Correctly size your Redpanda clusters by understanding how to manage the key variables that will maximize cluster performance.
If you’re new to Redpanda and are just taking it for a test drive (hey, thanks for checking us out!) our out-of-the-box configuration settings will handle your data streaming experiments just fine. If, however, you plan to use Redpanda for production-level applications and microservices, fine-tuning your cluster configurations will allow you to get the best performance possible from your production workloads.
This is important because an undersized Redpanda cluster will hit bottlenecks at some point along the data path. The clients might saturate the available network bandwidth, a disk might run out of IOPS and not be able to keep up with writes, or you may simply run out of disk space. On the other hand, an oversized Redpanda cluster will be underutilized, causing you to pay for excess infrastructure. Understanding proper cluster sizing will help you find the sweet spot in between these scenarios and achieve cost-effective cluster performance.
This post covers the basics of what you need to know about sizing your Redpanda clusters for production. If you want even more information about cluster sizing, download our free guide on Redpanda’s architecture and sizing guidelines.

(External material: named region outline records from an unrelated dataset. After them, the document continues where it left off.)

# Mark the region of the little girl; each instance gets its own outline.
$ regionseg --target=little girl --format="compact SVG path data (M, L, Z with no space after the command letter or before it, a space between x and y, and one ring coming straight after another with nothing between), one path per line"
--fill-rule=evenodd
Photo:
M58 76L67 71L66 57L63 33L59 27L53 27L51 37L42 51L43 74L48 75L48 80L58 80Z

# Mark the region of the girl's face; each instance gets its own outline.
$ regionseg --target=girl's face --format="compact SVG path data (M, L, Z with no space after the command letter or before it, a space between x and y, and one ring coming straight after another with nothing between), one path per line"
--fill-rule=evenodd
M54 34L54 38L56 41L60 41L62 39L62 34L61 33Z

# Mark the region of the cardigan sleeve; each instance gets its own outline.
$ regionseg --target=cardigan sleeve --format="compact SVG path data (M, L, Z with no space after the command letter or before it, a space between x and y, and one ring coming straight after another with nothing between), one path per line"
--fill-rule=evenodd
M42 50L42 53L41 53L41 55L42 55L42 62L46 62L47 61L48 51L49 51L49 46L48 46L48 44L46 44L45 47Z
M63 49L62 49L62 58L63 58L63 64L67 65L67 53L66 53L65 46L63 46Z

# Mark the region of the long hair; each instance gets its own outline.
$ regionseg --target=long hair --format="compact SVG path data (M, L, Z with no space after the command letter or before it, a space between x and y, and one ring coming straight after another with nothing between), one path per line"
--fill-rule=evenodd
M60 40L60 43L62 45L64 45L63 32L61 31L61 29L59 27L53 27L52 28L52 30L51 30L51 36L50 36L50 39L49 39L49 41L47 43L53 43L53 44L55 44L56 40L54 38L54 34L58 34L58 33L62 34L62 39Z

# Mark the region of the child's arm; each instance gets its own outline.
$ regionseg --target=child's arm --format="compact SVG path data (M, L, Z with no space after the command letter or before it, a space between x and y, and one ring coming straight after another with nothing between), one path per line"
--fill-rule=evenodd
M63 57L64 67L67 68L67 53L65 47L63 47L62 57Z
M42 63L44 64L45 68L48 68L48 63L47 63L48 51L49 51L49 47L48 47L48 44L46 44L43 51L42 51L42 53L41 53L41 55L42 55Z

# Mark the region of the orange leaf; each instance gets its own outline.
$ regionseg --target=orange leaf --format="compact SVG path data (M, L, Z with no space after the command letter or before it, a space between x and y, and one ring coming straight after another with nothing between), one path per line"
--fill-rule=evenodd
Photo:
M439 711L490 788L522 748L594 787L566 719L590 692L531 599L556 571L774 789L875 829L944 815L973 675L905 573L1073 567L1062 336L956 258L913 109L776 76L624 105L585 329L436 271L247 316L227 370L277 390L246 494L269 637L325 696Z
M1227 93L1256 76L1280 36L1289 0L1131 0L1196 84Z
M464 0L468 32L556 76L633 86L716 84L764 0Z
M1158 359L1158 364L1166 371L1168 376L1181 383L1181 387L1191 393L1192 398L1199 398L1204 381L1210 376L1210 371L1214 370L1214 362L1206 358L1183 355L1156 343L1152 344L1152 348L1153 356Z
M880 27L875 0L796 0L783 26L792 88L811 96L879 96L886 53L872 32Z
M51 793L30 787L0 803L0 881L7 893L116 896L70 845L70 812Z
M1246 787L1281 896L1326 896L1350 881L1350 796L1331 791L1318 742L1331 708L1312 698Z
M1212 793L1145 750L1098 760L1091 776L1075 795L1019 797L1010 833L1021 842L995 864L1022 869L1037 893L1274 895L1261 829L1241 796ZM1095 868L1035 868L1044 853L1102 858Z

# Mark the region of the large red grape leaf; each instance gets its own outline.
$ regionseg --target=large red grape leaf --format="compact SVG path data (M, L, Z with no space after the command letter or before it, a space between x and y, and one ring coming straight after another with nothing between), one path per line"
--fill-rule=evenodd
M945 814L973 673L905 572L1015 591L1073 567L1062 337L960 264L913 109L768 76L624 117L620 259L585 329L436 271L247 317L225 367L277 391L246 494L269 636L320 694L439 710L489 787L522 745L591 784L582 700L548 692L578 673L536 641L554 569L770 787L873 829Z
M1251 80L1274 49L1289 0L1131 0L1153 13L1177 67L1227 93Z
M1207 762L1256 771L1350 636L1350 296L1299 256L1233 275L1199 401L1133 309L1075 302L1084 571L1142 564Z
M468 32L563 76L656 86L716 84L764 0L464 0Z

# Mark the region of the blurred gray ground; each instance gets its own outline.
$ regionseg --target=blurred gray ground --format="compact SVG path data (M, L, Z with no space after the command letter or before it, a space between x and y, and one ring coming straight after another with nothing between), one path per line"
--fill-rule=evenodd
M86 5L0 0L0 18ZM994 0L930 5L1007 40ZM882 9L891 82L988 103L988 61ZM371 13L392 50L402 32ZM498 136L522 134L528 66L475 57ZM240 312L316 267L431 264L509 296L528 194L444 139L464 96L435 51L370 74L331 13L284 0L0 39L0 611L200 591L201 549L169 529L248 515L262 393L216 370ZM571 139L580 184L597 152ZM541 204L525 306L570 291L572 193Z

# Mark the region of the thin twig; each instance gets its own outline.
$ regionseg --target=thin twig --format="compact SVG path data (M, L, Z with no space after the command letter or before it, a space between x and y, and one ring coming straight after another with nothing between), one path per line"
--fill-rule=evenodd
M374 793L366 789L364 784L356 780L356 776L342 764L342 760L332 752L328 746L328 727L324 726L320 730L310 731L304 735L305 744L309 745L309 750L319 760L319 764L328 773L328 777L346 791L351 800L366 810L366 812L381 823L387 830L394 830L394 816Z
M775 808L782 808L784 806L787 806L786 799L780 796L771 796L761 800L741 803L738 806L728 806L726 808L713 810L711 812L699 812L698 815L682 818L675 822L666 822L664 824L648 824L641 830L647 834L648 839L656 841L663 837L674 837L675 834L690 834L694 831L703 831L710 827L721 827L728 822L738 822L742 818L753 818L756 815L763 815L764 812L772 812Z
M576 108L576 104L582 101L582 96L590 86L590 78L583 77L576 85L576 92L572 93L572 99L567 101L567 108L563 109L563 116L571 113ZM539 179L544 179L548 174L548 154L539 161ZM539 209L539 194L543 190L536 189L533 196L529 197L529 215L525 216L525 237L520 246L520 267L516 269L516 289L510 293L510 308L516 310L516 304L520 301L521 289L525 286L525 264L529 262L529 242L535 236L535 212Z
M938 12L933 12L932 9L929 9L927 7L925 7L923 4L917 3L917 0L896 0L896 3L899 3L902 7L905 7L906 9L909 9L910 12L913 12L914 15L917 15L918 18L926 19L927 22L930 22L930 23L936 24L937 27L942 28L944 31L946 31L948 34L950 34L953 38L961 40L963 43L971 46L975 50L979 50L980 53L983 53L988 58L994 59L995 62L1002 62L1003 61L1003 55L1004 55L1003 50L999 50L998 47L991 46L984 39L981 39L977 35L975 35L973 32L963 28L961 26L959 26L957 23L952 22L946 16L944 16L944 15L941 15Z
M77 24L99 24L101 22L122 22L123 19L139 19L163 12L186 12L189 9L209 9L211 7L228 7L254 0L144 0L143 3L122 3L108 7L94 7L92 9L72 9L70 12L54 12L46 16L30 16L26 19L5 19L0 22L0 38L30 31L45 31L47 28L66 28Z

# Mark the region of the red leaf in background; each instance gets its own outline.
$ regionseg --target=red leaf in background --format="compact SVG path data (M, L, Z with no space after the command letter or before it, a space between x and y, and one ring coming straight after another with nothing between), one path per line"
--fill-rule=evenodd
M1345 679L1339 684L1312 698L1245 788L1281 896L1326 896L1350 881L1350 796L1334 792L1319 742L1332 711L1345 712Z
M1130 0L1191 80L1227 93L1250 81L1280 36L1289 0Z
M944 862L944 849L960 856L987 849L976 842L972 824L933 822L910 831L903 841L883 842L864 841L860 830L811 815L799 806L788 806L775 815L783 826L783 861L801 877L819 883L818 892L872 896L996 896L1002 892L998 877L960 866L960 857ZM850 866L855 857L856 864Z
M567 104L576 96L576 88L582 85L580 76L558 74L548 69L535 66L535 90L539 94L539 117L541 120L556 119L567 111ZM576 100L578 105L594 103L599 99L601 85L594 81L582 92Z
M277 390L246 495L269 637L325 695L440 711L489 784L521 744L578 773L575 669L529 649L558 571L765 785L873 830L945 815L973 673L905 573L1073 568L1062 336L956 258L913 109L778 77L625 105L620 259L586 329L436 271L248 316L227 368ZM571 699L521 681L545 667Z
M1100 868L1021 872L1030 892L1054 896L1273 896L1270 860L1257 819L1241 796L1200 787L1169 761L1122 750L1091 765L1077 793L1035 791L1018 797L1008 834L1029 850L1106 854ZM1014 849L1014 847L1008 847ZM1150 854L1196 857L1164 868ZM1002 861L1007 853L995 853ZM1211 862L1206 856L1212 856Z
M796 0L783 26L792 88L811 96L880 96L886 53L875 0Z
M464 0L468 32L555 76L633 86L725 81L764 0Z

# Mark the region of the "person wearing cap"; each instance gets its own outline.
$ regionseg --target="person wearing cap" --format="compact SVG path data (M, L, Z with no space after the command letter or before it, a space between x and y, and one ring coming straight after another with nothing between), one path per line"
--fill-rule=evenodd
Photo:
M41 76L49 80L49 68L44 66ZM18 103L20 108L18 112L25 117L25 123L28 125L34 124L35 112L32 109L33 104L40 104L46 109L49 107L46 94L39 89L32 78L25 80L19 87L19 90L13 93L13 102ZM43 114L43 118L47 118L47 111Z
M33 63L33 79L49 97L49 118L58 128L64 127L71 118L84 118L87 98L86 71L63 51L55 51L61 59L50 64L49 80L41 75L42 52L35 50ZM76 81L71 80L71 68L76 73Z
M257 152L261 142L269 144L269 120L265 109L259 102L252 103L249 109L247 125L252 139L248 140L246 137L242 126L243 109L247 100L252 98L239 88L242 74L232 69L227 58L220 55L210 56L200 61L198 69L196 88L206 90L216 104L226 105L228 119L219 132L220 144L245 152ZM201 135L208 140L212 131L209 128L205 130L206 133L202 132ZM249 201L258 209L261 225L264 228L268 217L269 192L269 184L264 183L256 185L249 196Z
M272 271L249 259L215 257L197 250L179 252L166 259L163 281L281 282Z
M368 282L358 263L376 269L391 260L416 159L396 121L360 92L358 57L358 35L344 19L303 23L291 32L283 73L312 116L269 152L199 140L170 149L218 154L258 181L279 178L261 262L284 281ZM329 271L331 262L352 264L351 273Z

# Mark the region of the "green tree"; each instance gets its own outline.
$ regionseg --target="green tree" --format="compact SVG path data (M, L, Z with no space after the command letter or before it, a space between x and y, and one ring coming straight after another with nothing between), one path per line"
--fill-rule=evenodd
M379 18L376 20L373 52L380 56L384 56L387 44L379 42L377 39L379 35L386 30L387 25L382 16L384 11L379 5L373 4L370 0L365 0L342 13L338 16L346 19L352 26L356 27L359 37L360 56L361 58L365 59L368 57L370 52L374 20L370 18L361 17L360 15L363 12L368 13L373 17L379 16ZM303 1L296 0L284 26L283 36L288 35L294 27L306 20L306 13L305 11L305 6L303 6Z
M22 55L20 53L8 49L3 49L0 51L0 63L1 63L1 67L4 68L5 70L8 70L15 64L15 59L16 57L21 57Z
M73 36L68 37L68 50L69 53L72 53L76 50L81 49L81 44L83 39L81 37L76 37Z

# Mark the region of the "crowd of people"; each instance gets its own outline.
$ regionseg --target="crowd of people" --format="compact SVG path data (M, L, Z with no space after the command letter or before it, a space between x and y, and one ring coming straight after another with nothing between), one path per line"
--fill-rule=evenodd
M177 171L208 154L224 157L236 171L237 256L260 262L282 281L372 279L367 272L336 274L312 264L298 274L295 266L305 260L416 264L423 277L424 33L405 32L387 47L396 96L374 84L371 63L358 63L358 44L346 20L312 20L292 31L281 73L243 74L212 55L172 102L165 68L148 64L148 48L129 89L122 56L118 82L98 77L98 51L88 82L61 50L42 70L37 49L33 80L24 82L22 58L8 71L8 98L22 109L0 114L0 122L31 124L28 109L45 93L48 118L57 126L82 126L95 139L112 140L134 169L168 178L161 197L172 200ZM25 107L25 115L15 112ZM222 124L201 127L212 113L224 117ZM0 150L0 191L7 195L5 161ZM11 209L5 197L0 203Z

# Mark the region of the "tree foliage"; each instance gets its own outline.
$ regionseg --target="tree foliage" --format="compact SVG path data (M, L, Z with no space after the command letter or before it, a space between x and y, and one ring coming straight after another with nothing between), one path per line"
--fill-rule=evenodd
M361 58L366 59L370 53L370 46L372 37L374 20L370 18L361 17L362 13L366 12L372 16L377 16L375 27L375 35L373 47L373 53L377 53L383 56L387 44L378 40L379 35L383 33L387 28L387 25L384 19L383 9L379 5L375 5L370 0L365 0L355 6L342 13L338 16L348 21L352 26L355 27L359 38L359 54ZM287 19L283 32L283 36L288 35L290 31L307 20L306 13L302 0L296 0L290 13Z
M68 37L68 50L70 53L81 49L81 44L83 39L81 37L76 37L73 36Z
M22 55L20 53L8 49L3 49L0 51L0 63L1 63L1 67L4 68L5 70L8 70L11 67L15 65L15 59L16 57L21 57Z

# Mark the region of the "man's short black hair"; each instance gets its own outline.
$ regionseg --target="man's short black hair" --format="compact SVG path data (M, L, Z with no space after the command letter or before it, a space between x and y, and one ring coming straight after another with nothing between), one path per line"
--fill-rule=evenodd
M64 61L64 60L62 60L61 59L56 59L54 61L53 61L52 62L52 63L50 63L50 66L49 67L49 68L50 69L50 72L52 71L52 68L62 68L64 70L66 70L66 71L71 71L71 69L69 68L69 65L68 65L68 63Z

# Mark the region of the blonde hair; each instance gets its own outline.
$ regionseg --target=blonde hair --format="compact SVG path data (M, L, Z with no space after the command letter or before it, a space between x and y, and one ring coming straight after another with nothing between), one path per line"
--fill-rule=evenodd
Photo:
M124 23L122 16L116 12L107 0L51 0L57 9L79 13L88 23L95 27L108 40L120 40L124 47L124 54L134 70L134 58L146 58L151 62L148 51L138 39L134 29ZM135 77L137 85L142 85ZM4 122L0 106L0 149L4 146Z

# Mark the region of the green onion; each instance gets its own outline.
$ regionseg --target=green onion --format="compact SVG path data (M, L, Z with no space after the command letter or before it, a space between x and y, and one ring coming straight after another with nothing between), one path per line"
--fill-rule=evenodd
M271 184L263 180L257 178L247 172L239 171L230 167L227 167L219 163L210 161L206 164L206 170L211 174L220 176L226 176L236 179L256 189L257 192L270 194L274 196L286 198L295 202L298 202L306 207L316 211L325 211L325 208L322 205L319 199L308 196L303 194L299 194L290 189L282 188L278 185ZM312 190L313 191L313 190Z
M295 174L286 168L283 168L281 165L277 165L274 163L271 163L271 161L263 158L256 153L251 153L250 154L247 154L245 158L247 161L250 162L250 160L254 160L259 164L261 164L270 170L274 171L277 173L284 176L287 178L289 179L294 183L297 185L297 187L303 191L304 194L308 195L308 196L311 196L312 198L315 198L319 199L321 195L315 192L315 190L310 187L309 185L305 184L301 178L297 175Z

4 Key considerations for sizing Redpanda clusters
Redpanda is designed to exploit the advances in modern hardware, from the network down to the disks. To do this, Redpanda uses an advanced thread-per-core model to pin its application threads to the cores on a modern CPU. It combines this with structured message passing (SMP) to asynchronously communicate between the pinned threads. This allows Redpanda to avoid the overhead of context switching and expensive locking operations to significantly improve processing performance and efficiency. Essentially, Redpanda behaves like a distributed system across cores to maximize processing performance.
From a sizing perspective, Redpanda’s ability to efficiently use all available hardware allows it to scale up to get the most out of your infrastructure, before you are forced to scale out to meet the throughput or resiliency requirements of your workload. Thus we’re able to deliver better performance with a smaller footprint, resulting in reduced operational costs and burden.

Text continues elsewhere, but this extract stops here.